Schließlich jedoch fand der Pastor einen Schluss und schritt unter kräftigem Gesang der Gemeinde hinaus zur Tür, um jedem seiner Schäfchen beim Verlassen des Gotteshauses persönlich die Hand zu reichen.
So kamen auch wir in den Genuss, die Bekanntschaft des Gottesfürchtigen zu machen, als wir dem Grafen und seiner Tochter hinaus in den schon vom Grafen prophezeiten Regen folgten.
„Graf Thaddäus, welche Ehre, Sie in meinem Gottesdienst begrüßen zu dürfen.“
Der Graf ließ sich die Hand schütteln.
„Die liebreizende Anna. Es ist mir immer wieder eine Freude, sehen zu können, wie gut es der Herr doch mit der Nachkommenschaft unseres Grafen gemeint hat.“
Anna lächelte. Es sollte höfliche Bescheidenheit oder Verlegenheit ob der Worte des Kirchenmannes zum Ausdruck bringen, doch zumindest bei mir kam dieser Eindruck nicht an. Aber der Pastor mit dem grauen Lockenhaar sowie einem ziemlich ansehnlichen Offiziersschnurrbart bemerkte derart subtile Regungen in Gesichtern wohl nicht, denn ohne in seiner selbstverliebten Höflichkeit innezuhalten, wandte er sich uns zu.
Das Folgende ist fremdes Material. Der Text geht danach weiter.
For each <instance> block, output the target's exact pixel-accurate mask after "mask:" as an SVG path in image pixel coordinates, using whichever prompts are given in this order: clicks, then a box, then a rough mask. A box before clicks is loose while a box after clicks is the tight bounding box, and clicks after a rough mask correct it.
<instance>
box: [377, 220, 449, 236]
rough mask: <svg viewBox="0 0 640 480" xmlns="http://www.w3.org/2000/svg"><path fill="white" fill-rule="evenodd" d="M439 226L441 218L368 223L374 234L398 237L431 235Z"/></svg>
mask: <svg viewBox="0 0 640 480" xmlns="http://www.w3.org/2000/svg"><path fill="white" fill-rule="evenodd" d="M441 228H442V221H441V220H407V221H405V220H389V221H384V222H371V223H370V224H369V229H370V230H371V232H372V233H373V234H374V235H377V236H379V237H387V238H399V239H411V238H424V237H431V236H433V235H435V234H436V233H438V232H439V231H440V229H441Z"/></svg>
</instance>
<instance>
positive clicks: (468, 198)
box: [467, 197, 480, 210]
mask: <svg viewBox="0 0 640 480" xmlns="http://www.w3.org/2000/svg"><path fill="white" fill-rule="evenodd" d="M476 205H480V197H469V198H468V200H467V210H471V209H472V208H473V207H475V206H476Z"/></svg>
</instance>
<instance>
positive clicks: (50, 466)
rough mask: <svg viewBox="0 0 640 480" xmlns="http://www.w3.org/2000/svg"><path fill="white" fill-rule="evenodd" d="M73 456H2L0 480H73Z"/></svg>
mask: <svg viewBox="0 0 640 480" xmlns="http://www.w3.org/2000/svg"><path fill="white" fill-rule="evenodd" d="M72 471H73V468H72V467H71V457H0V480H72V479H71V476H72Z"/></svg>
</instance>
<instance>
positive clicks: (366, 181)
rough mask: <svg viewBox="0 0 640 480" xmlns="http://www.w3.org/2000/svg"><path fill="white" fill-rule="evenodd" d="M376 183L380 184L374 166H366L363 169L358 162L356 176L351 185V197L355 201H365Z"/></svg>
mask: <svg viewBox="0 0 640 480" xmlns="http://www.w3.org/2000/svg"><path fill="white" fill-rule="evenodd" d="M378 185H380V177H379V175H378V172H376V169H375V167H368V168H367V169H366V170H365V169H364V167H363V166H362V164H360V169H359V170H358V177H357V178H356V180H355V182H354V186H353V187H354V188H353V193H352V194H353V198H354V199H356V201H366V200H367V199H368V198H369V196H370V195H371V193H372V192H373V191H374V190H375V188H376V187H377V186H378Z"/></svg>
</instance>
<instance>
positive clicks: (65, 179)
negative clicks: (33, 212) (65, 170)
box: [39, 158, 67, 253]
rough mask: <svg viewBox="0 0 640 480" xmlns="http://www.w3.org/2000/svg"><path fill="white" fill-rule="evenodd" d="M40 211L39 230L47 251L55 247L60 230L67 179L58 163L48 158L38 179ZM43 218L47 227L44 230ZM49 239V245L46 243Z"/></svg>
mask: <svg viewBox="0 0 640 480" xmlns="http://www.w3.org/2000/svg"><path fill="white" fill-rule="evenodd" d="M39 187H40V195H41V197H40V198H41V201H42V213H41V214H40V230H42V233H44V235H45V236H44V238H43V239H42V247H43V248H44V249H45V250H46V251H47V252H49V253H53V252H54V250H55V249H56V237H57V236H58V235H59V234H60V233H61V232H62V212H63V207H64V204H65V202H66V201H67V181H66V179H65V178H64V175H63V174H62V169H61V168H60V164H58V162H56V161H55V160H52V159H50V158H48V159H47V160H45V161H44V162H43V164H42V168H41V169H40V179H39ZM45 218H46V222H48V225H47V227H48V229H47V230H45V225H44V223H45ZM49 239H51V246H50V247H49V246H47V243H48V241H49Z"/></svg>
„Sie haben Gäste, wie ich sehe. Darf ich diese drei Herren willkommen heißen?“
„Aber natürlich, Pastor Steinberg. Dies sind Hagen zur Mark, Lucien Croire und Salandar. Meine Herren, dies ist Pastor Johannes Steinberg. Er hat schon meine liebe Tochter getauft, und eigentlich hat er dieses Amt auch schon viel zu lange inne ... aber ich finde einfach keinen Ersatz.“
Ein Funken Unsicherheit huschte über das Gesicht des katzbuckelnden Gottesdieners, doch der Graf gab ihm einen freundschaftlichen Klaps auf die Schulter. „Nur ein Scherz, Pastor.“
Erleichtert gaben wir einander die Hand.
Anschließend winkte der Graf zwei abseits stehende Männer zu sich heran.
„Darüber hinaus darf – oder besser muss – ich Ihnen diese beiden Herren vorstellen. Ferdinand Rosenthal und Viktor Calaminus sind die von mir angestellten Polizeibeamten hier in Leyen. Zwei ehemalige Offiziere aus Preußen, die dem Armeedienst entsagt haben.“
Ein leichter Schauer überlief mich bei der Erwähnung dessen, was die Polizisten zuvor getan hatten – augenscheinlich war ich nicht der Einzige, dem das Soldatendasein irgendwann zuwider geworden war.
Die kleine Wache der beiden Polizisten hatte etwas häuslich Gemütliches an sich. Es gab ein Büro sowie diverse Sitzgelegenheiten. Im Obergeschoss hatten die beiden Quartier bezogen.